Джинни тут же выпрямляется, как слабый росток после полива.
– Не Уолтер?
– Точно не он. – Мардж прищуривается и повнимательнее присматривается к Джинни. – Звонил три раза. Но имя называть отказался.
О нет. У Риты внутри все обрывается. Только не он. Только не здесь.
– Как странно, – слабо выговаривает Джинни.
Воздух вдруг становится разреженным. Проходит несколько секунд.
– Ну, хорошего вам вечера. – Мардж удаляется, звеня ключами.
Джинни прикрывает рот рукой.
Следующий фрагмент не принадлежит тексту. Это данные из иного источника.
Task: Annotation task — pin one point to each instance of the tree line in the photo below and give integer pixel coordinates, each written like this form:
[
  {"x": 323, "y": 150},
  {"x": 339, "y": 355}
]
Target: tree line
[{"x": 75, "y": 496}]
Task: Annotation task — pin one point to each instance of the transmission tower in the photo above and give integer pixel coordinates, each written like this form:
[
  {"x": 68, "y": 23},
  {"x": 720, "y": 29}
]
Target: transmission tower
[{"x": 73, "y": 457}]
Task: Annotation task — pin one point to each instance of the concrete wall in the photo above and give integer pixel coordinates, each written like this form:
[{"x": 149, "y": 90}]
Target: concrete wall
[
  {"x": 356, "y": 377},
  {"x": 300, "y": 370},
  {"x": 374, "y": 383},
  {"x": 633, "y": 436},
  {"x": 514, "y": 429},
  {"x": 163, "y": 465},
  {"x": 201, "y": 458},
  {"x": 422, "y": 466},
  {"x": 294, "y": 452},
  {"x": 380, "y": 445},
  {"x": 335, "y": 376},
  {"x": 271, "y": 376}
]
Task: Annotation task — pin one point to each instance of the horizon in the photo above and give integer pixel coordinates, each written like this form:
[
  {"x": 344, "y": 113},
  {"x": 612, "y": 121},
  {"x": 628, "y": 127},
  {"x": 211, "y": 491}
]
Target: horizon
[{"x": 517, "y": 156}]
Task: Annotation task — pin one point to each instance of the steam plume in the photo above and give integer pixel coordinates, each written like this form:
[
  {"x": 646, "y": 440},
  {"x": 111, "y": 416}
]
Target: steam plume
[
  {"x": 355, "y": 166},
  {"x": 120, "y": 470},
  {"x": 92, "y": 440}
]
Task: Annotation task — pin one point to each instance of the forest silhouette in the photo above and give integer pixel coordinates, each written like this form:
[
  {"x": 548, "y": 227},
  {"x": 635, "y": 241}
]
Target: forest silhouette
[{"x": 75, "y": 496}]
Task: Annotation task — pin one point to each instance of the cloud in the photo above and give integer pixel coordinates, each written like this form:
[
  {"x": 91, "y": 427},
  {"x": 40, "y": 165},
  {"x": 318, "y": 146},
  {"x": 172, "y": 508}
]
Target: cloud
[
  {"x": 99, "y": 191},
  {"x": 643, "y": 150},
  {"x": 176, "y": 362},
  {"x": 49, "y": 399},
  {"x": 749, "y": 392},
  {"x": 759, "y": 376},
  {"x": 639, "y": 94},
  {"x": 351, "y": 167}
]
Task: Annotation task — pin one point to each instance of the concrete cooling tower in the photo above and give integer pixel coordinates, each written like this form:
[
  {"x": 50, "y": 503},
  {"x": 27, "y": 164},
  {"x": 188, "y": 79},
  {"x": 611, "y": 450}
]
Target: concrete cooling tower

Рита сидит неподвижно и не смеет произнести ни слова, только слушает, как дыхание Джинни учащается, как смесь боли и желания вырывается из ее губ сквозь хрупкие, увешанные бриллиантами пальцы.
7
Гера
ДОН АРМСТРОНГ КОГДА-ТО БЫЛ папиным лучшим другом. Они вместе учились в Итоне, и на старой школьной фотографии, которую папа швырнул об стену на Пасху, они широко улыбаются, глядя друг на друга, а не в объектив, как будто услышали шутку, понятную только им двоим. Через несколько лет после выпуска именно Дон позвал папу на вечеринку, где тот познакомился с мамой. По семейной легенде, каблучок ее туфельки на шпильке застрял в решетке ливневки и отломился. Дон на закорках донес ее до стоянки такси, а папа сел с ней в машину и сопроводил маму до ее комнаты в Кенсингтоне. «Командная работа», – всегда говорила мама.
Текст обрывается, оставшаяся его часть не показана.